In October 2021 I gave a lecture as part of the British Museum’s Nero Classics’ Day, “Tiberius & the Augustan Principate”. The other speakers were: Francesca Bologna (Nero project curator, British Museum), Dr Sam Moorhead (National Finds Adviser for Iron Age and Roman Coins, Portable Antiquities and Treasure (Learning and National Partnerships), Department of Coins and Medals, British Museum; Professor Annalisa Marzano (University of Reading); Professor Hella Eckhardt (University of Reading); Professor Dame Mary Beard DBE, FSA, FBA (classicist, author and Trustee of the British Museum); Dr Peter Liddel (University of Manchester); Dr Peter Swallow (Teacher of Classics and Research Associate, Kings College London) & Natalie Haynes (writer, classicist & broadcaster). My talk followed that delivered by Professor Mary Beard. This had 244 registrations (schools and colleges across the country).

Classical Association Teaching Board (2022-Present)

  • Qualifications reform
  • Creating teaching and learning resources
  • Developing Continuing Professional Development for GCSE & Sixth Form teachers
  • Work with examination boards and other subject associations
  • Advocate for the wider Classics community
  • I will be speaking at the Historical Association’s Conference this year.

Imperial Power in the Roman World 

Alongside my role with the Classical Association, my work with the British Museum and local schools and colleges, in Summer 2021 I organised a public lecture series on Imperial Power in the Roman World, bringing together academics from across the world. In part inspired by the new Nero exhibition at the British Museum, and recent thoughts on the nature of imperial power (and its legacy), this series of public facing lectures provided short studies of imperial power across the Roman World. I had four aims for the series:

1. Introduce students who might be new to studying the ancient past through a carefully curated lecture series.
2. Celebrate the diversity within classics, by drawing upon archaeological, literary and historical studies.
3. Demonstrate that as ancient historians and classicists we belong to a truly international community.
4. Provide detailed and thought-provoking analyses that would engage a popular non academic audience as well.

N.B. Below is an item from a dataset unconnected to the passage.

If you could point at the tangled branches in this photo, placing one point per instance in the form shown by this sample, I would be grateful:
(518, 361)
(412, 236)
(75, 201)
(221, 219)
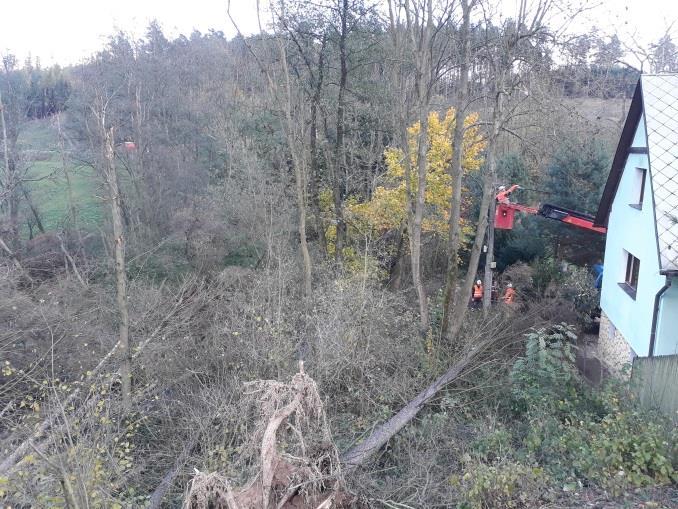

I scheduled two talks a week through the Summer (every Tuesday and Thursday), from July-September, in the hope that the talks could all be collected together for incoming undergraduate students (as well as advanced high school students, and interested members of the public). It has given prospective students across different colleges and universities the chance to engage with some ancient material before they start, as well as hopefully introduce important topics to students who may new classics and ancient history.

https://blog.yorksj.ac.uk/romanworld/programme-of-events/

Professor Greg Woolf, UCLA: “Imperial Power in the Roman World is a phenomenal initiative. This series of short lectures brings together an international line-up of researchers working on the Roman empire. It offers an unparalleled means of listening in to current debates, and of hearing new arguments about the Roman past. This will be a wonderful resource for students of all ages.